Stack vs Heap: Smarter Slice Allocation in Go

The Hidden Cost of Heap Allocations

Every time a Go program allocates memory on the heap, it triggers a sequence of operations that can slow down execution. Heap allocations place a significant burden on the runtime, from bookkeeping to garbage collection overhead. Even with modern improvements like the Green Tea GC, the garbage collector still consumes CPU cycles and memory bandwidth. That’s why the Go team has been shifting focus toward performing more allocations on the stack — an approach that can dramatically reduce both allocation cost and GC pressure.

Stack vs Heap: Smarter Slice Allocation in Go — Source: blog.golang.org

Why Stack Allocations Are Faster

Stack allocations are inherently cheap. They often involve nothing more than moving a stack pointer, and they impose zero work on the garbage collector because stack frames are automatically reclaimed when a function returns. Furthermore, stack memory is reused promptly, which improves CPU cache locality. For hot code paths, avoiding the heap can lead to substantial performance gains.

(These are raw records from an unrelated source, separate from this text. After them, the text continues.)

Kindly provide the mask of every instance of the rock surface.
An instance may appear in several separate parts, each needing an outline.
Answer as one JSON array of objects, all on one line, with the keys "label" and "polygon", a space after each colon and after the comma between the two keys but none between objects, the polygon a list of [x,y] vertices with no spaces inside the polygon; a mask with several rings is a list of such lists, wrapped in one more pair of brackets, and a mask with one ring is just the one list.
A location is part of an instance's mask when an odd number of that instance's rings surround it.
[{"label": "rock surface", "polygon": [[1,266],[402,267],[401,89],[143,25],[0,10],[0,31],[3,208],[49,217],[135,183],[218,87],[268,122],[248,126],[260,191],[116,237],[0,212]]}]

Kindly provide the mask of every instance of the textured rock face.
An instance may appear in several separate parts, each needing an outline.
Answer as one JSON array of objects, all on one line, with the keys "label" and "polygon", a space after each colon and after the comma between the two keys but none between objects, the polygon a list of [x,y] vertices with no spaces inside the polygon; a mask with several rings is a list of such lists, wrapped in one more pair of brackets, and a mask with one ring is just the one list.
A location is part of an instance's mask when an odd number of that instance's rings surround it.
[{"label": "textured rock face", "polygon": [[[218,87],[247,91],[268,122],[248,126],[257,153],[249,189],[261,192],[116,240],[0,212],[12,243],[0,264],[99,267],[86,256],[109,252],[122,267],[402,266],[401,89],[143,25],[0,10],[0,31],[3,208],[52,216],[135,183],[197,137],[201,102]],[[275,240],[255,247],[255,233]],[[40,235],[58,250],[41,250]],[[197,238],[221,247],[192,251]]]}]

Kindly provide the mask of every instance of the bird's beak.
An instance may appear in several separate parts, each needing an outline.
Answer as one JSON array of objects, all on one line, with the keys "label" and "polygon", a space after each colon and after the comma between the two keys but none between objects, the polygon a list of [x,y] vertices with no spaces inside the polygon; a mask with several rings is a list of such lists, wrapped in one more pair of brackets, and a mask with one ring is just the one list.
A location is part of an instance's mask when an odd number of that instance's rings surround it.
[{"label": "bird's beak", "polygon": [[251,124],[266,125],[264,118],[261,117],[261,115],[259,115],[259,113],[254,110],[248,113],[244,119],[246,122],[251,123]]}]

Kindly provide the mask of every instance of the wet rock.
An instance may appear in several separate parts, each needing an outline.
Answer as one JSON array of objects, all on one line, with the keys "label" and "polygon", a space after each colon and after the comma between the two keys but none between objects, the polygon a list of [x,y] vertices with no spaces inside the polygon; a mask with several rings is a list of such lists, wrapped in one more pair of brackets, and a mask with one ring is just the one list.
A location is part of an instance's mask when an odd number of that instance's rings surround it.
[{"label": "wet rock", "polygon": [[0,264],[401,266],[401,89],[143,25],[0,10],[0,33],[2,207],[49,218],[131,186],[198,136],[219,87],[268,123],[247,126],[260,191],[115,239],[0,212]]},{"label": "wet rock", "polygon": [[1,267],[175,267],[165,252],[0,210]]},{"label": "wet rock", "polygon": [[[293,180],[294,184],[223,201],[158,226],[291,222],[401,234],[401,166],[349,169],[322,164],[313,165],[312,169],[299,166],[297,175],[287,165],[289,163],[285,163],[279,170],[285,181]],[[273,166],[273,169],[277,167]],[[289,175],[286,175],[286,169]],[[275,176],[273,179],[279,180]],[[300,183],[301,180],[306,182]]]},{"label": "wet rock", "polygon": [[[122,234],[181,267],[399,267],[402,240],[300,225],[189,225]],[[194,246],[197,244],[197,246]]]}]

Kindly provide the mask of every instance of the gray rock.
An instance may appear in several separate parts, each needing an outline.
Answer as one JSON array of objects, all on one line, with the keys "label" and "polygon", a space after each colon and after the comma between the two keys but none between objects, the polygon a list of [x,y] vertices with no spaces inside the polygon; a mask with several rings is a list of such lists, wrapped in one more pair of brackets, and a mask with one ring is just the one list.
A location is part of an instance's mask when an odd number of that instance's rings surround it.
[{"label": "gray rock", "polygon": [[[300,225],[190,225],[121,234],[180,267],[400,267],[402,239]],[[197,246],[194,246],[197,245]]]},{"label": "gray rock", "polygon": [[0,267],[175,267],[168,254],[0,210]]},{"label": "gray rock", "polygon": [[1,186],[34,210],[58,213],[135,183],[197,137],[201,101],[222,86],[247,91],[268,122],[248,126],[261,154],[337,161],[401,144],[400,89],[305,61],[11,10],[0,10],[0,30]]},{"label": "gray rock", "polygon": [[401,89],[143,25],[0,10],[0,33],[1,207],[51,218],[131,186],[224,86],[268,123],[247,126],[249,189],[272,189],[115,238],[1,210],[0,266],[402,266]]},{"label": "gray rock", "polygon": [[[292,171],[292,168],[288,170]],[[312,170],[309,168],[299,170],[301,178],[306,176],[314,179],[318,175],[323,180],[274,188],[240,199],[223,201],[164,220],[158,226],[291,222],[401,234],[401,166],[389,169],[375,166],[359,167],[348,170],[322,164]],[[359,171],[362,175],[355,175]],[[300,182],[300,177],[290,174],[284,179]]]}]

The Slicing Problem: Dynamic Growth

Consider a common pattern: reading tasks from a channel and accumulating them into a slice for batch processing.

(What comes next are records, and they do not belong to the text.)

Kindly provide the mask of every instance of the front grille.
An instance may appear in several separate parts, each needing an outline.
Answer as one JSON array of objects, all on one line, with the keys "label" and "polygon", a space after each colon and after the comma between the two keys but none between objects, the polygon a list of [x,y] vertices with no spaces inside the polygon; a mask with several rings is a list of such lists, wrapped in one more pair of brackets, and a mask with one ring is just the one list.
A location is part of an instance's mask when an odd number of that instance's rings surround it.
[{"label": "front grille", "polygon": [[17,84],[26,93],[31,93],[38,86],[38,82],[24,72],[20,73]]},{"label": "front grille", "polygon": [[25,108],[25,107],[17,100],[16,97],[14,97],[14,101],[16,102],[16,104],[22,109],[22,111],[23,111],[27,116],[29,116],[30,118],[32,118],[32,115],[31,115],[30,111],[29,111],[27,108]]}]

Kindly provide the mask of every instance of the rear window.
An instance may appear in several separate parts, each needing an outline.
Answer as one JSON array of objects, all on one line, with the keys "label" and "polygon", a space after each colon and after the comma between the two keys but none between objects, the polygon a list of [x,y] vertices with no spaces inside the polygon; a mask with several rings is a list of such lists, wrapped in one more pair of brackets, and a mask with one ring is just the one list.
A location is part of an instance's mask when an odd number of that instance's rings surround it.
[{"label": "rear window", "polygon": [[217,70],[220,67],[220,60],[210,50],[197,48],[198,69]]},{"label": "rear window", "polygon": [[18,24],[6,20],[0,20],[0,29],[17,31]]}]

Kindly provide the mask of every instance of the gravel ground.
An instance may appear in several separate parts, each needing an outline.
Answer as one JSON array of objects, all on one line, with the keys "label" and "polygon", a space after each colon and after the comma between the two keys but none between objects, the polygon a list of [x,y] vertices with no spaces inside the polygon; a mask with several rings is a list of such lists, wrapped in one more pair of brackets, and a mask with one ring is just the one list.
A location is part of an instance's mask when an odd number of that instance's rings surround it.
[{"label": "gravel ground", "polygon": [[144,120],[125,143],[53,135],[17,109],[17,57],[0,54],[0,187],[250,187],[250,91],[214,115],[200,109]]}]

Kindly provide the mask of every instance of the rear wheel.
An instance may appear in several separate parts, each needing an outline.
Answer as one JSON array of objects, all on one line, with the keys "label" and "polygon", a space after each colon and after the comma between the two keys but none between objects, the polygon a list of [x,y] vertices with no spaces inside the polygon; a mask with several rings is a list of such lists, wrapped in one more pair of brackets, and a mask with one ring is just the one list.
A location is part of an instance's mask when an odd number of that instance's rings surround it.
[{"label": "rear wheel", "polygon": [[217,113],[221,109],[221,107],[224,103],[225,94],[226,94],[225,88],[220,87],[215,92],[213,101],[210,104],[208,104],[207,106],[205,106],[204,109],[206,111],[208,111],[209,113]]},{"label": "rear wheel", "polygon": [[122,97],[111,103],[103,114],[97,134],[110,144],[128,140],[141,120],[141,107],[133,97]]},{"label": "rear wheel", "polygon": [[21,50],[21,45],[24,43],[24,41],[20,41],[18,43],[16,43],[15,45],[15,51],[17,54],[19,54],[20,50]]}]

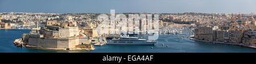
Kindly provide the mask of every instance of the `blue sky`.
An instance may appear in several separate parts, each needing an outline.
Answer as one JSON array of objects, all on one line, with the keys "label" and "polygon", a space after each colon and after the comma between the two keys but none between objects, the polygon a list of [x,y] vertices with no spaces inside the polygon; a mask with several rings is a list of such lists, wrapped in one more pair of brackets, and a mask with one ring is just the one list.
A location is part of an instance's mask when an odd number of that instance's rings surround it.
[{"label": "blue sky", "polygon": [[0,12],[250,14],[256,0],[0,0]]}]

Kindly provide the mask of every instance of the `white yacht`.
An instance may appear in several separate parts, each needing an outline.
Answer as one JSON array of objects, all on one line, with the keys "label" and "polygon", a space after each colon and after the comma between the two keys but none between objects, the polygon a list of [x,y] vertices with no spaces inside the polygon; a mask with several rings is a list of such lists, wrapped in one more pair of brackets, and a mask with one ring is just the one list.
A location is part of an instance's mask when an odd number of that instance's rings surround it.
[{"label": "white yacht", "polygon": [[139,39],[138,37],[130,37],[121,36],[118,39],[113,39],[108,42],[109,45],[152,45],[157,42],[156,41],[148,41],[145,39]]}]

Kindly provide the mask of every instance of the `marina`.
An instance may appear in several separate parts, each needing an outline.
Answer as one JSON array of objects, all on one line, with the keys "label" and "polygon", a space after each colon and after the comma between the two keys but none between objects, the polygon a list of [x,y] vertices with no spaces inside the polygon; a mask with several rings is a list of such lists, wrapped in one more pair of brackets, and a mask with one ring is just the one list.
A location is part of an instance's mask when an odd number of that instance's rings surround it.
[{"label": "marina", "polygon": [[[160,35],[156,41],[157,44],[153,45],[103,45],[94,46],[95,50],[87,51],[80,50],[42,50],[26,47],[17,47],[14,45],[15,39],[20,38],[24,33],[28,33],[30,29],[0,29],[0,35],[6,36],[0,37],[1,52],[14,53],[255,53],[256,50],[239,46],[220,44],[208,43],[195,41],[188,37],[188,31],[183,31],[179,35]],[[183,38],[178,38],[184,36]],[[164,44],[162,46],[162,44]],[[168,47],[167,46],[168,45]]]}]

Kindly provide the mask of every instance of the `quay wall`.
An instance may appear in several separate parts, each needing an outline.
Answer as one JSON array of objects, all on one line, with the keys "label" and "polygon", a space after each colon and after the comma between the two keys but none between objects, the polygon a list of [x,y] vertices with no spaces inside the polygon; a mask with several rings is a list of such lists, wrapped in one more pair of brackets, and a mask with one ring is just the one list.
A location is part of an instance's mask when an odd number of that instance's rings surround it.
[{"label": "quay wall", "polygon": [[73,48],[79,44],[78,37],[65,39],[30,37],[27,43],[28,45],[52,48]]}]

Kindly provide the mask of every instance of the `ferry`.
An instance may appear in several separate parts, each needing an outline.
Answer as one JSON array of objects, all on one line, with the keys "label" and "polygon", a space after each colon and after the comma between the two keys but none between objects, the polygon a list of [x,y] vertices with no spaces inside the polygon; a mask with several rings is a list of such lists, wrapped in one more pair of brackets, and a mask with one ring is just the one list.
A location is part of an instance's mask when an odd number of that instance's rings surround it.
[{"label": "ferry", "polygon": [[121,36],[118,39],[113,39],[108,45],[154,45],[157,41],[148,41],[140,39],[138,37],[130,37],[126,36]]}]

func process(c chan task) {
    var tasks []task
    for t := range c {
        tasks = append(tasks, t)
    }
    processAll(tasks)
}

At first glance this looks innocuous, but let’s trace what happens at runtime.

How Append Works Under the Hood

On the first iteration, tasks has no backing array, so append must allocate one. Since the eventual size is unknown, Go starts small — typically a capacity of 1.

Iteration 1: allocate backing store of size 1.
Iteration 2: backing store is full; allocate new backing store of size 2 (old one becomes garbage).
Iteration 3: allocate size 4.
Iteration 4: only 3 items used; append fits without allocation.
Iteration 5: allocate size 8.

This doubling pattern continues. As the slice grows, most append calls eventually find a spare slot — but the early growth phase is expensive. Each small allocation incurs heap overhead and produces garbage that the GC must later collect. For slices that never become large, this startup cost can dominate the function’s runtime.

A Simple Fix: Preallocate with a Constant Size

If you know (or can estimate) the maximum number of tasks, you can preallocate the slice with a fixed capacity. For example:

func process(c chan task) {
    tasks := make([]task, 0, 1000) // preallocate capacity 1000
    for t := range c {
        tasks = append(tasks, t)
    }
    processAll(tasks)
}

This avoids the incremental doubling and eliminates the intermediate garbage. But an even bigger win is possible when the capacity is a compile-time constant.

Stack Allocation for Constant-Sized Slices

Go’s escape analysis can determine that a slice with a constant capacity (make([]T, 0, N) where N is known at compile time) does not escape to the heap. In that case, the entire backing array is allocated on the stack. The result: no heap allocations, no GC pressure, and extremely fast allocation and deallocation.

This optimization is especially valuable in tight loops or frequently called functions. For the process example, if the channel never delivers more than 1000 tasks, using a constant capacity of 1000 turns all append operations into stack-based ones after the initial make. Even better, the initial make itself is a stack allocation — effectively free.

Keep in mind that the slice must not be returned or stored in a global for the stack allocation to hold. As long as the slice lives only within the function and is passed to calls that don’t cause it to escape, the compiler can keep it on the stack.

Conclusion

Heap allocations are expensive not only because of the allocation cost itself, but also because of the garbage collection they force. By preallocating slices with a constant capacity and allowing Go’s escape analysis to place them on the stack, you can eliminate these costs entirely for many common patterns. The result is faster, more predictable performance — especially in hot code paths. Next time you write a loop that builds a slice, consider giving it a constant size. The stack will thank you.